Saturday, 10 May 2025

 

When the IT goes down for whatever reason


Back in the day i.e. some 7+ years ago or more, when I was a civil servant and therefore before I retired, one of my jobs was to try to keep a local business continuity plan (BCP) in place and up to date. It helped guide us through what to do when disaster struck – fire, flood, utilities down (water, gas electric), terrorism, local/national IT problems etc. etc.

My thoughts went back to those days when I walked into my local Co-Op and saw significantly empty shelves caused by their IT systems being hijacked, as indeed has also happened to M&S.

I started to wonder what the BCP’s look like for the data/IT/distribution centres of big national retailers? Do they have/is it possible for them to have back up traditional manual stock systems? Surely, being able to reasonably quickly revert to the old way of doing things has to be firmly in the mind of business planners as hijackings by criminals/rogue or enemy states must be expected on all but a daily basis.

Yes, keep updating the IT security to try to make your systems are as inaccessible as possible, but also plan for the fact that breaches, with far reaching consequences, will happen. Take all your staff, particularly frontline staff in shops, through what the back-up systems are, how to do a daily manual stock-take and phone through requirements each day to try to keep the shelves as full as possible. This is particularly an issue, I assume, with food retail.

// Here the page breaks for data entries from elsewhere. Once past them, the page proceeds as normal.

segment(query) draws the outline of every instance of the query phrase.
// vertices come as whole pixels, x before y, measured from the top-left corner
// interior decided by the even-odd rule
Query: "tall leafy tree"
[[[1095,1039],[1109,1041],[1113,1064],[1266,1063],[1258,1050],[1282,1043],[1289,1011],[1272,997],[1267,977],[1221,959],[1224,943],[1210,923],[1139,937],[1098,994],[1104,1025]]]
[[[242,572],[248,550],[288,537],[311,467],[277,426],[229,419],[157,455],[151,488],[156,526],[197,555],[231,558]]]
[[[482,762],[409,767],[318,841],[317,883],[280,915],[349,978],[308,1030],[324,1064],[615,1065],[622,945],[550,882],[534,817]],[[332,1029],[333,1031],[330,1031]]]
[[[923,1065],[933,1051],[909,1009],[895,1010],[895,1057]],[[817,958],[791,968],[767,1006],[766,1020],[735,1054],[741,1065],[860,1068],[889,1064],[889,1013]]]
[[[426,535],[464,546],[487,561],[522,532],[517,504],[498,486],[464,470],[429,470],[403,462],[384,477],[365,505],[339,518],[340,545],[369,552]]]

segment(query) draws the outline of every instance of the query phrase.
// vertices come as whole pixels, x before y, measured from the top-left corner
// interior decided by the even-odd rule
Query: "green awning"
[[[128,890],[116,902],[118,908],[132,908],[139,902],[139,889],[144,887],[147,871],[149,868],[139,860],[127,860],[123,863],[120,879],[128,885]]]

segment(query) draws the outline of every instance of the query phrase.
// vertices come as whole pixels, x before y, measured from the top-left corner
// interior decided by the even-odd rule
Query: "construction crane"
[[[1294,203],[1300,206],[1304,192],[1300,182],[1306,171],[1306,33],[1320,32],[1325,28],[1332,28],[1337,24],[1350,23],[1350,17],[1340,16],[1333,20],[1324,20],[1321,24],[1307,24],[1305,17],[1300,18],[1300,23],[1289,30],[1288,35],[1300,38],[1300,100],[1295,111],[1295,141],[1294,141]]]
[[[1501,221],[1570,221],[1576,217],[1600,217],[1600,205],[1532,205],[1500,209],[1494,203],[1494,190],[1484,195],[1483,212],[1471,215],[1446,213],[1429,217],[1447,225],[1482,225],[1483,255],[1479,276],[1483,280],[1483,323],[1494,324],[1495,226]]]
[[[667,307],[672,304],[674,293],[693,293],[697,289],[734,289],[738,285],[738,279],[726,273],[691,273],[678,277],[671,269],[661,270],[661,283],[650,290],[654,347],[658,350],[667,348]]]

I wonder how seriously both having a BCP and most importantly keeping it up to date are taken? It’s no use turning to it in times of crisis only to find that it was last updated some years ago and no one can remember when the last run through of it took place. Oh that was when Mary was in charge but she left 3 years ago. I think you get my drift here.

And don’t get me wrong, I’m not trying to suggest that the Co-Op’s BCP’s (or for that matter M&S) weren’t up to scratch, they could well have been and hopefully were, but the longer a business can’t fully function following a crisis the less robust the continuity planning. Well that was my way of looking at the process.

Friday, 2 May 2025

 

44 years on the last Merseyside County Council 

election still causes the odd rumble/grumble


Social media outlets can often be strange places where people just say what they’re thinking, sometimes without any filter or indeed knowledge of what on earth they are talking/upset about. This is particularly a thing with social media community groups I find.

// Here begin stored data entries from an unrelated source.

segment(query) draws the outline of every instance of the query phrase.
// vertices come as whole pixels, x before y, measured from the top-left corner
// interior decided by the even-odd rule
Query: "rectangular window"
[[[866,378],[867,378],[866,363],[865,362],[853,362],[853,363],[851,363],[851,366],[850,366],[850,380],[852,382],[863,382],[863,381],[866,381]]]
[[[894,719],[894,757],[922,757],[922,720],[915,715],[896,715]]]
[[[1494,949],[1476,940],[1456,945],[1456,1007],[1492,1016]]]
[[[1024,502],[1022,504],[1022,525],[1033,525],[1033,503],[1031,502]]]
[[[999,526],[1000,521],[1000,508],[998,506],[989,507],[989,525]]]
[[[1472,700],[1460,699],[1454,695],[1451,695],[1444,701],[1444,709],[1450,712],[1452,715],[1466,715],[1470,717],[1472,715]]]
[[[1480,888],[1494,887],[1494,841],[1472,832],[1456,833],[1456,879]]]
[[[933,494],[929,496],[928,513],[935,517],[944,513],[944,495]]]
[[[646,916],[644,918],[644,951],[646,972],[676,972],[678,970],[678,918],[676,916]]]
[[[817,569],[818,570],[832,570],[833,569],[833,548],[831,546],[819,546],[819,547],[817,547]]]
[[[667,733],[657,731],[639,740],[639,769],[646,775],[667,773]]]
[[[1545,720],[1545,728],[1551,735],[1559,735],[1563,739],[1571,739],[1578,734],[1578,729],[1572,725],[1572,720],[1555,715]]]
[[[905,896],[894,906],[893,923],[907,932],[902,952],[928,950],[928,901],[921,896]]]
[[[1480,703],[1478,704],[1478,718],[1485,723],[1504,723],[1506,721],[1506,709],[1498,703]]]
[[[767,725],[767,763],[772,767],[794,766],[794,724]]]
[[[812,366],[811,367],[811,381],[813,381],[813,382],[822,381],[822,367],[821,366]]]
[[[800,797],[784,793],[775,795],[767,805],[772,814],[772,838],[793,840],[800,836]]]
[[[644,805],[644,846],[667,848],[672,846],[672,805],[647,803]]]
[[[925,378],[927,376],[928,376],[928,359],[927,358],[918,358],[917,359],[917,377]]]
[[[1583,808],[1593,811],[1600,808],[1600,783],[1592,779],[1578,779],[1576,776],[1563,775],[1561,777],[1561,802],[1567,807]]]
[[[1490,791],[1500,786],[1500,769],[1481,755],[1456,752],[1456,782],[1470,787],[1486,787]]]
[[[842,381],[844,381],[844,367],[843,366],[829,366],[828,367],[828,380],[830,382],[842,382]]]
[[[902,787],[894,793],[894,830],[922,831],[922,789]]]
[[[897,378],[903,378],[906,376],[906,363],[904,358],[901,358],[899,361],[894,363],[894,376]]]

In the lead up to this May’s local elections I saw postings raising concerns and offering some odd all but conspiracy-type theories regarding why there were no local elections in Sefton Borough/on Merseyside this year.

In fact we’ve not had local elections one in every 4 years on Merseyside since our County Council was abolished back in the Thatcher era. The last County election* was as long ago as May 1981. That’s some 44 years!

Here’s a link to a Wikipedia page which tells the story of the rise, fall and short 12 year life of Merseyside County Council - created 1974, abolished 1986:-

https://en.wikipedia.org/wiki/Merseyside_County_Council

OK, I was involved in local politics on Merseyside for 40 years so like any other politician, of all political colours, I know why the Boroughs of Merseyside** have 3 consecutive years of local elections and then one with none and that this electoral cycle has been embedded for a very, very long time now. On that basis why have a few voters cried foul in May 2025, asked why they’ve not had polling cards, even pondered on who may have put the brake on their local elections? Do they have such thoughts every 4 Merseyside years I wonder?

My first ever local election campaign was actually the very last set of Merseyside County Council elections of May 1981 where my good Liberal friend Jack Parkin was the candidate in the oddly named West Lancs No.3 Ward. Odd in that the ward was not in West Lancs at all and had actually been removed from West Lancs Rural District back in 1974 when local government had been reorganised. I recall that the ward was actually referred to as Maghull South, West & Melling. That Jack came pretty close to winning from a standing start has long been a fond political memory of mine.

Electoral graphic - Wikipedia
 

But turning back from my personal nerdy election memories to the reason for 2025 being ‘fallow’, in local election terms, on Merseyside. When it was explained on social media, by me and indeed others as to why we have no elections this year I got the distinct impression that some folks still seemed to cling to something being wrong even to the point of thinking that their right to vote may have been removed from them.

When you consider that only around one third of voters, or even less, actually usually vote in local elections (and only two thirds in General Elections) that means the Apathy Party actually tops the poll at pretty much every local election, so why the cries of foul when a quite legitimate ‘fallow’ year, in terms of local elections, comes around?

As a parting aside, I recall how difficult it was in my campaigning days to get people to vote in local elections, so the irony of some folks protesting about how their ‘opportunity’ (there wasn’t one) to vote in May 2025 was ‘taken away from them’ by forces unknown is not lost on me.